Yes, today is day number one thousand and seventy six.  In other words, that is 15% of my life up to this point, every day affected by my one decision made three years ago.  While I stopped getting daily headaches summer of 2013, it is not uncommon for me to get severe headaches 4 or 5 days of the week to this day.  On the bright side, I gained a superpower as I can now tell when it is going to rain because the change in pressure gives me a headache that barely lets me get out of bed.

While this brief narrative of the past three years of my life may seem depressing, there are several lessons to be gained from my experience. Most importantly: if you get hit in the head, no matter what, stop what you’re doing.  Don’t try and be the tough person and ignore a headache.  It’s as simple as that. I personally put all the blame on myself for trying to play so soon after a concussion and knowing that I still had headaches.  But I was a young high school kid.  How was I— or anyone else— supposed to know what could happen to me?  Athletic trainers as well as coaches also have an obligation to realize that there are bigger things at stake than winning a game.  Also, as much as coaches want to trust players, we are just kids who will lie and do what ever it takes to play because it is often harder to see the bigger picture of health issues as a kid.

I am not a very religious person by nature, but sometime during my homeschooled senior year my dad showed me this saying, “Give me the serenity to accept the things I cannot change and the courage to change the things I can.”  This really spoke to me, as I was constantly getting angry and depressed when homeschooled.  However, I now realize that there are many things in life that are simply out of our control, and as cliché as it may sound, there really is no point in stressing over them.  Beyond the importance of spreading the word of head injuries, I believe that this is one of the most important lessons I can share from my experience.

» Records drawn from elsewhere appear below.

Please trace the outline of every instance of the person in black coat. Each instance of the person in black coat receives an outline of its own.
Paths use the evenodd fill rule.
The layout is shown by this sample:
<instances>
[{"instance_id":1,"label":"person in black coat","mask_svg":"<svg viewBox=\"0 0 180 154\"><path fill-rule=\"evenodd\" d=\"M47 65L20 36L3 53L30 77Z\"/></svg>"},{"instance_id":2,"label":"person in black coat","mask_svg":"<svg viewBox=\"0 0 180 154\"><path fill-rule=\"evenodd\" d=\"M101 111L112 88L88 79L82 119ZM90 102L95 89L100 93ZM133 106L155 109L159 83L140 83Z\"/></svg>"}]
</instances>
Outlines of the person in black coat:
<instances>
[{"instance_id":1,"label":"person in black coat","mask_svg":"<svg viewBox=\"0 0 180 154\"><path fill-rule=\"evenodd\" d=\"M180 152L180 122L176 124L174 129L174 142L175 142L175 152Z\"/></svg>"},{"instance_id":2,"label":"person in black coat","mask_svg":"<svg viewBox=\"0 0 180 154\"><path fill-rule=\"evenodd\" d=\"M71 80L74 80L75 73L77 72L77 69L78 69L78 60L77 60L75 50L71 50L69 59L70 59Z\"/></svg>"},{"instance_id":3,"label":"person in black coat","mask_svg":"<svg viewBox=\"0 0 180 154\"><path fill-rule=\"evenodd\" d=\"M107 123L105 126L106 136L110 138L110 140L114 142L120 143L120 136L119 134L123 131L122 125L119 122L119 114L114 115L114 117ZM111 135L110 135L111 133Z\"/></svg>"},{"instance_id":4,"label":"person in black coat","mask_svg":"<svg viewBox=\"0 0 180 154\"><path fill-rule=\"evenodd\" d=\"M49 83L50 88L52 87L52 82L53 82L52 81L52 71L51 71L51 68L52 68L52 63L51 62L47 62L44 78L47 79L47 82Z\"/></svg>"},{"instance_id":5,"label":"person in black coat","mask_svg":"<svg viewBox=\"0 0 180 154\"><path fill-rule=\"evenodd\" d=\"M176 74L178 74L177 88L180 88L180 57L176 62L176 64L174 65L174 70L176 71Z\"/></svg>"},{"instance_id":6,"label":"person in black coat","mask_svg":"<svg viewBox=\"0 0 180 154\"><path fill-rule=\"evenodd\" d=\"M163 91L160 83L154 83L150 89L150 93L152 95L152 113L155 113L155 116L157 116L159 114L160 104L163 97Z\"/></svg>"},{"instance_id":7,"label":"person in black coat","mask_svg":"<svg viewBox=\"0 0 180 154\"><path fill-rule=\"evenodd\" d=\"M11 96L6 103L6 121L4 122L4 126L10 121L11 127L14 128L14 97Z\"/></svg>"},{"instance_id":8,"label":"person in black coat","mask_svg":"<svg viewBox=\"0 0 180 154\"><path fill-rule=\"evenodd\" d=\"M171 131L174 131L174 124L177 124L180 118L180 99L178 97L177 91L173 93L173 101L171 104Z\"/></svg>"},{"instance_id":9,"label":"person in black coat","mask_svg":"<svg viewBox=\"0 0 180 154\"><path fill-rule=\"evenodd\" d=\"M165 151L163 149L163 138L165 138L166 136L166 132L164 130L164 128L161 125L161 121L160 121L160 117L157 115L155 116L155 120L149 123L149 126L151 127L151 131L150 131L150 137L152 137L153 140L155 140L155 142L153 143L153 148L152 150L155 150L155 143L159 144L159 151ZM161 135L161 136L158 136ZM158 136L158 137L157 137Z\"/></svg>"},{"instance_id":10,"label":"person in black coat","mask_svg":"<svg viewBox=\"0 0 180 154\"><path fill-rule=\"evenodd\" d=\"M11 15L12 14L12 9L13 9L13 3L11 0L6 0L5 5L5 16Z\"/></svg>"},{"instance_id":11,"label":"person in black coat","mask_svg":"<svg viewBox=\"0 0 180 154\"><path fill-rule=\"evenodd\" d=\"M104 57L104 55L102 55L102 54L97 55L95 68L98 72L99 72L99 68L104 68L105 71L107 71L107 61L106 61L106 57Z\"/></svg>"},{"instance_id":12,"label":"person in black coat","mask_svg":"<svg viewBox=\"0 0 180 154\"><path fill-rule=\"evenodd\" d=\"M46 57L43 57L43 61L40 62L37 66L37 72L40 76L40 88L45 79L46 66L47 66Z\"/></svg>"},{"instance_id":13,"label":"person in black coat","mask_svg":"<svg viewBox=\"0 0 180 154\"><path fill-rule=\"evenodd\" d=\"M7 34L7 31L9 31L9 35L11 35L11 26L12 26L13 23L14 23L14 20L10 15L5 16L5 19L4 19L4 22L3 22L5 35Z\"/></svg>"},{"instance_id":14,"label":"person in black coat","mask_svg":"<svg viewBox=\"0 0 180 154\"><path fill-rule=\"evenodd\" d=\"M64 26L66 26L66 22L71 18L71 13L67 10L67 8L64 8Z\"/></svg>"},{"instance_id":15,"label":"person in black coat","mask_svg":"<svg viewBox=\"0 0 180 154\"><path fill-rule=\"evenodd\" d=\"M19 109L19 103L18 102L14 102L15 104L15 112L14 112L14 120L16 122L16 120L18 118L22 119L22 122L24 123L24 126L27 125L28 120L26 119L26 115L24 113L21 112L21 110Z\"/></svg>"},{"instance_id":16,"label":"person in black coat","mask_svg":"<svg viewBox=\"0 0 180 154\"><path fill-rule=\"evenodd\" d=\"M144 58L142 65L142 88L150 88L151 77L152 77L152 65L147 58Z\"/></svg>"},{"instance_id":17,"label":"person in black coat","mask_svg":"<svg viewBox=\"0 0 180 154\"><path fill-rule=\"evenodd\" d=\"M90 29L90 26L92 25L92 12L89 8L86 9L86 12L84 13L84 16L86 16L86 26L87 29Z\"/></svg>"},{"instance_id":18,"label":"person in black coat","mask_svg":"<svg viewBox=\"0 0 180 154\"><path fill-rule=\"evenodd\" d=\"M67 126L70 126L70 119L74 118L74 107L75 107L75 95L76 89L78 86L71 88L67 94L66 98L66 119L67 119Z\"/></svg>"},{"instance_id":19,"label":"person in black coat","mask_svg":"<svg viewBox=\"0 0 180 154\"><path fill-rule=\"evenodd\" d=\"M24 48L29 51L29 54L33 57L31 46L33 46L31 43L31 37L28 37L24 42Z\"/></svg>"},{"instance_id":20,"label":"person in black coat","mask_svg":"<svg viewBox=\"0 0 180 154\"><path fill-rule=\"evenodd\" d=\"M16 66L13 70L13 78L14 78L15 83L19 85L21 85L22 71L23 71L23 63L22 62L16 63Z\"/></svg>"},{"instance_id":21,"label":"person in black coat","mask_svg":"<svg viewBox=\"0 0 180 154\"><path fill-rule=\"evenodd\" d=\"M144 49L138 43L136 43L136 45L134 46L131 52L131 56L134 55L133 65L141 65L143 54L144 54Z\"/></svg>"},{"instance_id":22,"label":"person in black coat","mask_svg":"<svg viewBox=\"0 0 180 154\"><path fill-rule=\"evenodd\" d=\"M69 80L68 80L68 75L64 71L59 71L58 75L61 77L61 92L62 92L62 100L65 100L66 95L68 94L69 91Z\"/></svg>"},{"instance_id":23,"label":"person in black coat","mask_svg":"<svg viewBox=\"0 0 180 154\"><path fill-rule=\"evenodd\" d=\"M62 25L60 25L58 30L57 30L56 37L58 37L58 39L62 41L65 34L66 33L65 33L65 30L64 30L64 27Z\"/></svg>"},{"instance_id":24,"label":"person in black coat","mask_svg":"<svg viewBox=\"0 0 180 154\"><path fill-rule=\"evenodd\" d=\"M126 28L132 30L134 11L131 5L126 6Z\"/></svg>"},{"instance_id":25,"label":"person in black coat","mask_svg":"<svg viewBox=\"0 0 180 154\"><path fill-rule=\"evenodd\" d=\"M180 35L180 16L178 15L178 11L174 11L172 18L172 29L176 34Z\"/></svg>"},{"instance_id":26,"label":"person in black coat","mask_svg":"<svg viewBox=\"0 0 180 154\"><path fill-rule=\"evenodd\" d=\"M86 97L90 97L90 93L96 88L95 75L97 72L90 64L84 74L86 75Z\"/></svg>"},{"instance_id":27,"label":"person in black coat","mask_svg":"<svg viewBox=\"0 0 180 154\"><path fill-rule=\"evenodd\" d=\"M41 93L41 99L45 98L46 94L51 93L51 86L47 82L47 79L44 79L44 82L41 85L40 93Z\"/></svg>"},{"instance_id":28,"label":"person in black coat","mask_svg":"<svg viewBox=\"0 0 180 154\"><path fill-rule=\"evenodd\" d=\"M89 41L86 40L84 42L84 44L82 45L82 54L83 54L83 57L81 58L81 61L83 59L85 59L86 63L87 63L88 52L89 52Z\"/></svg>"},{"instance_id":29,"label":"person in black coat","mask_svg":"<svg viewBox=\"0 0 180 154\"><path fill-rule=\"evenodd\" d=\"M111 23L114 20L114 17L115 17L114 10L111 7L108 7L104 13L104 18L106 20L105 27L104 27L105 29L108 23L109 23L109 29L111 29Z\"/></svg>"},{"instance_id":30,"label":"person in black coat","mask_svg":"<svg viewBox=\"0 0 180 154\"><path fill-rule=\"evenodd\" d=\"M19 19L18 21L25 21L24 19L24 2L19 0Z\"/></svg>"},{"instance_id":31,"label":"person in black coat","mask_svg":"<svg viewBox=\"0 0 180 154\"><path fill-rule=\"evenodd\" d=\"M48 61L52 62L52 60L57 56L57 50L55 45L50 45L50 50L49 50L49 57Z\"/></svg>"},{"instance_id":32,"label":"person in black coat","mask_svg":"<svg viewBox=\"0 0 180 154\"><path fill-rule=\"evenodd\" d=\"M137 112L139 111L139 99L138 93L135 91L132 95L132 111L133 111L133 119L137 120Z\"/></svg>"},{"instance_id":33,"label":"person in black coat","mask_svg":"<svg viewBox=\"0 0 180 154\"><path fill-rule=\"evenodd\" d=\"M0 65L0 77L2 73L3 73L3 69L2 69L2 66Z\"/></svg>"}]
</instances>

At one point, I thought that my concussion was the worst thing that had ever happened to me.  But I hope that through my experiences I am able to help other people that go through similar experiences as me.  One of the scariest parts of having post concussion syndrome is that very few people understand what is happening to them.  Further, with a concussion there are no visible injuries such as with a broken arm.  Because of this, nobody can really see what is wrong with you and thinks you are making symptoms up.  I found that nobody except others going through similar experiences could understand what it is like to have to sit in a dark room for hours to try and feel normal.  I now meet with anyone I hear of going through similar experiences to me, as the most therapeutic and comforting medicine I have discovered is knowing you are not alone.  Spreading awareness of post concussion syndrome will help people in knowing they are not alone, rather there are many other people just as lost and confused looking for the same medical solutions that unfortunately don’t exist yet.